Slide:ology (good book)
#5 Create ideas, not slides. The author’s firm believe is that each slide should only communicate one idea at a time.
Take one bullet and blow it up to a collection of ideas.
Once you stop being trapped by a collection of slides, you’ll be able to explore more your ideas.
#6 Resist the fluff. The “fluff” lives on your slides. Logos, watermarks, doodads that don’t add any value to your slides. The bottom company logo really doesn’t add value to the slide and prevents absorption of the idea.
Presentation Zen by Garr Reynolds (another good resource)
Think about designing your slides like a designer would. Only 7% of presenting professionals study design (have a background in graphic design). But any analyst who presents would serve themselves well by studying a little design principles.
Get rid of the clipart!
#7 Harness the power of real imagery. Full color, high def, high res imagery.
Brain Rules by John Medina (another book resource)

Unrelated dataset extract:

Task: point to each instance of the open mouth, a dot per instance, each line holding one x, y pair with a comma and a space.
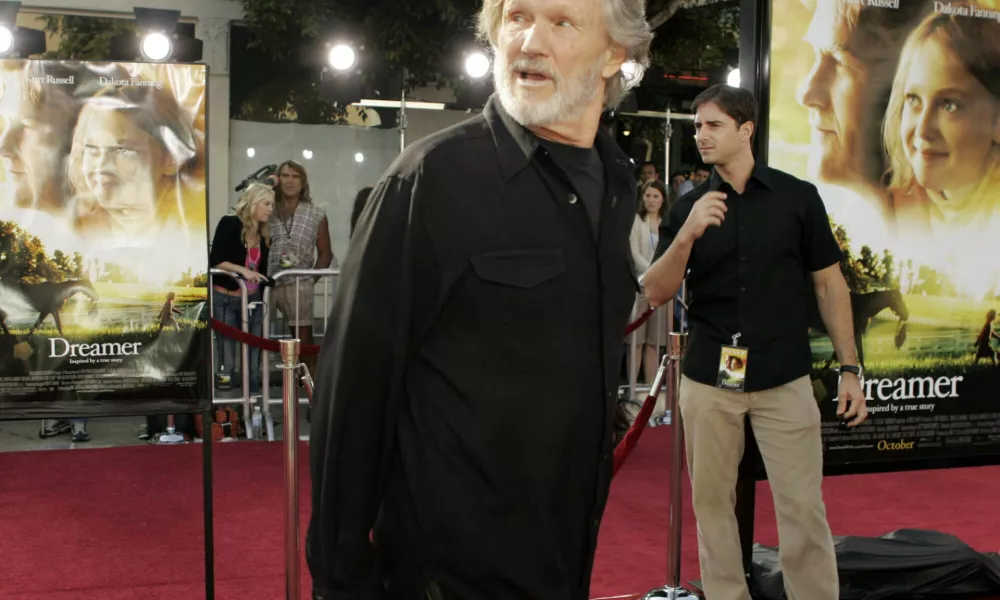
532, 76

Vision is the strongest human sense. Imagery increases recall. Images can stir emotion. How to stir emotion about web analytics? Use an emotionally evocative image to demonstrate a customer’s struggle. Use dramatic text against imagery.
Data IS imagery.
#8 Choose the right visualization. Data can be sliced and diced in many different ways. This is a judgement call for you as an analyst. Consider using charts. The Pie Chart, though, always seems to go wrong. Execs see them all the time. But pie charts are like pie and done wrong, can cause indigestion. (slide of a pie segmented in really tiny slices).
Your brain has trouble deciphering the data in the pie. If you cannot ignore the pie, learn to do it right.
#9 Doing the pie chart right. Learn data visualization best practices. Kill 3D. Sort segments so it makes more sense. Use simple labeling. Also use strategic coloring to make sense. (showing slide of both light blue to show Apple mobile devices compared to the rest of the manufacturers, which are in gray.)
WSJ Guide to Information Graphics by Dona M. Wong (book resource)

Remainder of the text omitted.